Our police service should be accessible to all members of the community it serves, says Greater Manchester Police Commissioner Tony Lloyd.

This is National Deaf Awareness Week, and for the next two weeks, Tony is inviting people affected by sight or hearing loss to share their experiences on communicating with Greater Manchester Police (GMP).

The survey was launched at a conference held by the commissioner on Monday 19 May for people who are blind or visually impaired, or deaf or hearing impaired.

During the event, people with a range of sight and hearing disabilities, along with disability groups and service providers, spoke to Tony about what it was like to communicate with GMP and report crime. They discussed the lack of confidence experienced on both sides when people with and without disabilities communicate, and suggested improvements that could be made by GMP.

Speaking at the conference, Tony said:

“It’s quite right that our police service should serve all members of our community, including those with alternative communication needs. If that means finding ways to improve access to the police – whether at police stations themselves, when providing crime prevention advice, or when using the 101 non-emergency number, then these are things GMP need to look at.

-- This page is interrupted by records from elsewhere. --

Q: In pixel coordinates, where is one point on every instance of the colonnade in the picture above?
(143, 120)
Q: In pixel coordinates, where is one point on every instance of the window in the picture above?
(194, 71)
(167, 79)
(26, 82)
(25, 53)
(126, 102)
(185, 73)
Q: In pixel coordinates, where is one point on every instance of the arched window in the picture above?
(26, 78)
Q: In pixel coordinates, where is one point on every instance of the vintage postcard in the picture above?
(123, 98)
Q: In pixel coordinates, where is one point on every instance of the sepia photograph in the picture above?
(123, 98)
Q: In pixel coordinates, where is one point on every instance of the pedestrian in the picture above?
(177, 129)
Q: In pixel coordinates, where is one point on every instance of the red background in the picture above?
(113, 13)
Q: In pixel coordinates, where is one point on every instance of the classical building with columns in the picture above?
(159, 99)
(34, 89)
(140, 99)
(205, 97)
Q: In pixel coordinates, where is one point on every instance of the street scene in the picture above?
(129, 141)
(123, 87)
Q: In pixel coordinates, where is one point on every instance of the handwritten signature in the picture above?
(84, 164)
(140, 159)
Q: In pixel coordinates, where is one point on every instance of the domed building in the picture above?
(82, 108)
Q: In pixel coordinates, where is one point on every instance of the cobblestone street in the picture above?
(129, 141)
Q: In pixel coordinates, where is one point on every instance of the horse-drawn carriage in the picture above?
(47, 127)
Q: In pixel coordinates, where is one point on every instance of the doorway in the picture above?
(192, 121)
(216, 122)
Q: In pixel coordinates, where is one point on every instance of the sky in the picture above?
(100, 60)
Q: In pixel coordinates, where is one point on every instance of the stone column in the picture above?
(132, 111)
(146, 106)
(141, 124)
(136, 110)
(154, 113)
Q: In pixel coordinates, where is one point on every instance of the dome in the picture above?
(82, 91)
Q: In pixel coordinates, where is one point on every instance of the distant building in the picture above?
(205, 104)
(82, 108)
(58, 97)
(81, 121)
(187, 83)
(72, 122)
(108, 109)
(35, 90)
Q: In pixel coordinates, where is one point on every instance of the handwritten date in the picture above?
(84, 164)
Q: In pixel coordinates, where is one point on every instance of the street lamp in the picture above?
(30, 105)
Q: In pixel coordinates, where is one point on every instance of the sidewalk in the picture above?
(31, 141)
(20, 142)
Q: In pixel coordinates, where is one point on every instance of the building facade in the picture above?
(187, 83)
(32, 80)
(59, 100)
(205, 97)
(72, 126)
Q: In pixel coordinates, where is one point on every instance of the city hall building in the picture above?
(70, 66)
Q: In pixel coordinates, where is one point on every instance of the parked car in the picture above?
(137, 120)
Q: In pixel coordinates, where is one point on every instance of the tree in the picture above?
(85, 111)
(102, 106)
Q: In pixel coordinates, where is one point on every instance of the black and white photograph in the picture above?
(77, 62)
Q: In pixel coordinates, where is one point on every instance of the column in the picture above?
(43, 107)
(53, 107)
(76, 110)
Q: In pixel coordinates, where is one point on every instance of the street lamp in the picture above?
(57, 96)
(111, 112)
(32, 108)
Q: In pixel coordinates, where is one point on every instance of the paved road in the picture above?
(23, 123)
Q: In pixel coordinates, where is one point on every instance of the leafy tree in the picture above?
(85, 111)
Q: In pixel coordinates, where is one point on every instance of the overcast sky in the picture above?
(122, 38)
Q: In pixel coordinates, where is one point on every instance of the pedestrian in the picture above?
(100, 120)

“We are all on a journey, here, not just the police but all services. We all need to work harder to find ways to remove the – often unnecessary – barriers faced by people with disabilities in our community.”Tony Lloyd

Kimberley Burrows praised GMP for their online communications: “I really like that GMP use Twitter. For visually impaired people, Twitter is more accessible than other social media, and it’s a good way to connect.”

Ron Goulden, who has been blind since he was seven years old, said: “Events like these are good, but it’s really important that it leads to real change and improvements.”

Billy Lambert said: “Deaf people really value events like this. It’s a real positive that the police are willing to hear what we have to say.”